I like to Travail

Someone told me that the word travel comes from the French word travail, which, according to dictionary.com, means “pain, anguish or suffering resulting from mental or physical hardship.”

Well, that about sums up my trip yesterday. I woke up in Atlanta, drove to Dahlonega, Georgia, watched the Falcons lose a football game with my dad, went to an early dinner, drove to the Atlanta airport, wandered through the airport for a while trying to find a bar that had room for me, failed, then caught a 10PM flight to San Francisco, got in at 12:30, and was home in bed by 1:30 in the morning, Pacific time.

I was completely exhausted, and thoroughly irritable from lack of nourishment, when I got to San Francisco. But I enjoyed it. I guess I just like moving from place to place, and the lack of sleep and the jet-lag, and the strange cultures encountered –and the sub-par yet expensive food, all of it deep fried, of course — and the fat guy who, for reasons unknown, tried to go to the bathroom, not by excusing himself to his seat-mate on his aisle, but by trying to squeeze to the right of my window seat, upsetting my almost sacred tiny plastic cup of water in the process.

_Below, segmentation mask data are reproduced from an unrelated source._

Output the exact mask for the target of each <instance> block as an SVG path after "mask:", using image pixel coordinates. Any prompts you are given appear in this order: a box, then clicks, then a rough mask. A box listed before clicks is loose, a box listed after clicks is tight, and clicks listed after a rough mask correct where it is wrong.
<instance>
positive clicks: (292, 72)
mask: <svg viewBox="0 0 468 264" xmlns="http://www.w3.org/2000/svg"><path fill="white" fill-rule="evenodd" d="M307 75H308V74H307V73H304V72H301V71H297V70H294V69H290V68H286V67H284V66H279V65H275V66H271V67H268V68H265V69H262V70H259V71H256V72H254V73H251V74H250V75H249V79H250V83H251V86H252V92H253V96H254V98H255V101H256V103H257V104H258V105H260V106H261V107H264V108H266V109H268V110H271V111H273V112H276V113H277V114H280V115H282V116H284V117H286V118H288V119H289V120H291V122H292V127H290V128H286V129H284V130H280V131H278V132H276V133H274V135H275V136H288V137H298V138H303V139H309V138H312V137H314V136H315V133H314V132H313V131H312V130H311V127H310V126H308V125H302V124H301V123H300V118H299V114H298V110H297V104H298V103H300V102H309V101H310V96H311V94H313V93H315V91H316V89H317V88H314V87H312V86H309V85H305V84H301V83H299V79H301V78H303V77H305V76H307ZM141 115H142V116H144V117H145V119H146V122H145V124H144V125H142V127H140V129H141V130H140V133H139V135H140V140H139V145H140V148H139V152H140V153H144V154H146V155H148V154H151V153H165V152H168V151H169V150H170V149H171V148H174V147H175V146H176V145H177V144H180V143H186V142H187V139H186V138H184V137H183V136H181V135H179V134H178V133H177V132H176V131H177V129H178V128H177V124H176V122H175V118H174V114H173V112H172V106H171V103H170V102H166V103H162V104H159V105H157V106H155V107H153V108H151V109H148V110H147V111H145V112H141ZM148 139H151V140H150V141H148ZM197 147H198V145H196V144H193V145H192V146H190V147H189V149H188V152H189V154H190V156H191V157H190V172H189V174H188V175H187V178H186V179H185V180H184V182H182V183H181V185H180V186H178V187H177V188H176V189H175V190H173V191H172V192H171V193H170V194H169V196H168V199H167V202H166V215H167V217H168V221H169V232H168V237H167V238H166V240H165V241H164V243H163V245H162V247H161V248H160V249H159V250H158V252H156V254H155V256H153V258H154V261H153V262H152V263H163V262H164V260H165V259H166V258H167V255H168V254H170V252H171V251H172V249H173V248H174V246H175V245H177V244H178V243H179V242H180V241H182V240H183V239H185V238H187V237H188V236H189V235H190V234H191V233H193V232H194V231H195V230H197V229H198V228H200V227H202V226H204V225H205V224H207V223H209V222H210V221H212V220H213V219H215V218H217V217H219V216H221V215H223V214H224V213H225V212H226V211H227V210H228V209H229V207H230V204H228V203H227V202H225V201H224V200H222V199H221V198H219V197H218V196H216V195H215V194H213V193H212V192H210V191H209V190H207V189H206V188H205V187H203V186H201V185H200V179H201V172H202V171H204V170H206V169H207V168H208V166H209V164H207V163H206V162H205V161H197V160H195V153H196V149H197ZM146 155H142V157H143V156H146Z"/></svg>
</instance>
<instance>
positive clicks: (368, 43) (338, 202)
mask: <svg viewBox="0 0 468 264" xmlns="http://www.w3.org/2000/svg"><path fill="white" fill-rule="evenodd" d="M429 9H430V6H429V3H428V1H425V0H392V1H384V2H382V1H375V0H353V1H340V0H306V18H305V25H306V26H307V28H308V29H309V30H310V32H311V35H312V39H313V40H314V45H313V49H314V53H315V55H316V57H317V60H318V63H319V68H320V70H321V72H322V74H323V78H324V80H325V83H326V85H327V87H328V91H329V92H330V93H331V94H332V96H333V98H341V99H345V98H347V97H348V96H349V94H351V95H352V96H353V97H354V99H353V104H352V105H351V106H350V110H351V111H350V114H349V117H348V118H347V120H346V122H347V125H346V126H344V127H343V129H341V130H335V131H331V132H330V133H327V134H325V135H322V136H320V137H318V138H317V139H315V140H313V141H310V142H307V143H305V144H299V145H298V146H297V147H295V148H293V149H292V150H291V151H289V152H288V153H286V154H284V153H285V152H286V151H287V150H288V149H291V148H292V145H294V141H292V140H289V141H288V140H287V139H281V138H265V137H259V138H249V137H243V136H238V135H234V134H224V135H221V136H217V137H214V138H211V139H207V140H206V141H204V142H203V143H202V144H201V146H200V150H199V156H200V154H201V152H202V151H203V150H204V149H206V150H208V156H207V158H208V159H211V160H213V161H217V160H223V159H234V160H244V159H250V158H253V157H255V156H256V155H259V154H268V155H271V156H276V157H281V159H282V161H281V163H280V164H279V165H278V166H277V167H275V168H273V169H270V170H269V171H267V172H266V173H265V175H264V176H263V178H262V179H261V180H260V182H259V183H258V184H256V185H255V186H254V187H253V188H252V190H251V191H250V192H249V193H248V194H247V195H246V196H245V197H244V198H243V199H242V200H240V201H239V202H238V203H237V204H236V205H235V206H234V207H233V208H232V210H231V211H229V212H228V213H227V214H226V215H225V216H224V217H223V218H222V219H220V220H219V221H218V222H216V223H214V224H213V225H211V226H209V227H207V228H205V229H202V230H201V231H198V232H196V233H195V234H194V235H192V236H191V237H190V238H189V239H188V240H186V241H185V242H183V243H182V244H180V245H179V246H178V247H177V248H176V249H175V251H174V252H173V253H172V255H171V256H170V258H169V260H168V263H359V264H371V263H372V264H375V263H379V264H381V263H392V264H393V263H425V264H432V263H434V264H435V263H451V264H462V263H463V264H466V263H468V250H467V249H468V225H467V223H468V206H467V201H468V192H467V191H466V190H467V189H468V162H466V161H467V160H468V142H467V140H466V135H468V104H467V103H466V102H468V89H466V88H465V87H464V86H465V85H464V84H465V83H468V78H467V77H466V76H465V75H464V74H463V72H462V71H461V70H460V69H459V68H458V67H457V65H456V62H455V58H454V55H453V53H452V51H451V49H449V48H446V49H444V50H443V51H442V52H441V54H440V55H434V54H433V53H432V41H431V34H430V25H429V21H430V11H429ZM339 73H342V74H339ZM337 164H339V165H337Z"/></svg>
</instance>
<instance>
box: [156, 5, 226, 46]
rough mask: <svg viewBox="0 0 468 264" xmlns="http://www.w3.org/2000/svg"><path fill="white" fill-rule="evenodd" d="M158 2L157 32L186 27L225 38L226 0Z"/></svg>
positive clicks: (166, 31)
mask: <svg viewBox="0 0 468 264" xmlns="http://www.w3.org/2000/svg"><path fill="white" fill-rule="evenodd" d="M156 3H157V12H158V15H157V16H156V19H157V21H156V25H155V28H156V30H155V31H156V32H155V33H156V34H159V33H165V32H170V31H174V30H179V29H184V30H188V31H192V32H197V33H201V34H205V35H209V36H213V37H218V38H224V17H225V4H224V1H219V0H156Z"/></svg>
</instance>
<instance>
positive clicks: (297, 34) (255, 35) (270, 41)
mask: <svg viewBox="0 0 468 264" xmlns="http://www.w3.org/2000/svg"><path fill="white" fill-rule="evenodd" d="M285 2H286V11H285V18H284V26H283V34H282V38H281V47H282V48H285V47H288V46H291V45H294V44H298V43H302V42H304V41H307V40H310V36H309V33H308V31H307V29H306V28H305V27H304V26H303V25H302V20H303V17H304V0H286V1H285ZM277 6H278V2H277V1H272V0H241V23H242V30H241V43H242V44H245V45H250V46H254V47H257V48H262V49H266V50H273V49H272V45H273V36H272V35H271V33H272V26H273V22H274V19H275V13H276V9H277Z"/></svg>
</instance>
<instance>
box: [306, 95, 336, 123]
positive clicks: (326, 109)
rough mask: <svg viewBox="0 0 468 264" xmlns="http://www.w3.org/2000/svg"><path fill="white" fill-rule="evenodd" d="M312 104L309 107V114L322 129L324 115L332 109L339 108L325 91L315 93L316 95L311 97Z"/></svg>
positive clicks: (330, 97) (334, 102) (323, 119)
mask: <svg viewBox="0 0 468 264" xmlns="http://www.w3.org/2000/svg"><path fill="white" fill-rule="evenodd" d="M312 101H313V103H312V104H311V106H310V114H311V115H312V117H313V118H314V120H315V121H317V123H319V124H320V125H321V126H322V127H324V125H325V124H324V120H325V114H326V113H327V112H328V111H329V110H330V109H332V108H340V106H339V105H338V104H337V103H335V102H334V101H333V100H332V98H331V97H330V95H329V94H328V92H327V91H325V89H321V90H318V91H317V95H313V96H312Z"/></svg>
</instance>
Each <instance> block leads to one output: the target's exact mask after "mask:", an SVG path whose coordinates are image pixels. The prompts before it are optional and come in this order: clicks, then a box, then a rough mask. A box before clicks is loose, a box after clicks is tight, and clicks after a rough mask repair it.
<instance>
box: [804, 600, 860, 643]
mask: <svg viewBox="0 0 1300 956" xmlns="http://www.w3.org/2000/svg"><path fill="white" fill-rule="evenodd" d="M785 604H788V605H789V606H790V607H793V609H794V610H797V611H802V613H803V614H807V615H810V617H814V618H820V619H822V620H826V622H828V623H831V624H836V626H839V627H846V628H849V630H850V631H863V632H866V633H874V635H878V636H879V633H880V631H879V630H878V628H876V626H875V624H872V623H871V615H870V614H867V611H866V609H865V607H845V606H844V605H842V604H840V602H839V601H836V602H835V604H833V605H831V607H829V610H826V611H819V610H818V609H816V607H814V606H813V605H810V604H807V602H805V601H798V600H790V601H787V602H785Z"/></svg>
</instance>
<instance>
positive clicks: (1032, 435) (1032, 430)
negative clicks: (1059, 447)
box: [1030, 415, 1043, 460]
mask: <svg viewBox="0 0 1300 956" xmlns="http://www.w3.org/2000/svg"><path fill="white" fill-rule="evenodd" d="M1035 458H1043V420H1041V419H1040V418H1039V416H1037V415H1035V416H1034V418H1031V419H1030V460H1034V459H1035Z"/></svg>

I’d never seen anyone do that before, by the way. Well, any adult anyway. Who does that? I’m sitting there, reading my book when a giant red be-sweatpanted leg exploded into my field of vision. “This guy won’t mind. I’ll just hurtle over him unannounced…” I sort of admire him, for attempting such an illogical and impossible feat. Sort of.

Even red sweatpants guy, in his sublimely inexplicable thinking, and obvious rudeness, was enjoyable. You just don’t see such sights sitting on the couch after all.

Travel, as we all know, magazine ads notwithstanding, isn’t glamorous. (The golden age of travel probably wasn’t either. They might have been better dressed but they also passed smallpox around like a Grateful Dead bootleg.) The act of going from place to place is a chore. And, with people expanding and legroom shrinking, it’s not getting any easier. But, like some sadist, I put up with the frequent indignities and the rotten smells and the bureaucracy and aggressive incompetence as a small price to pay for getting somewhere I want to go.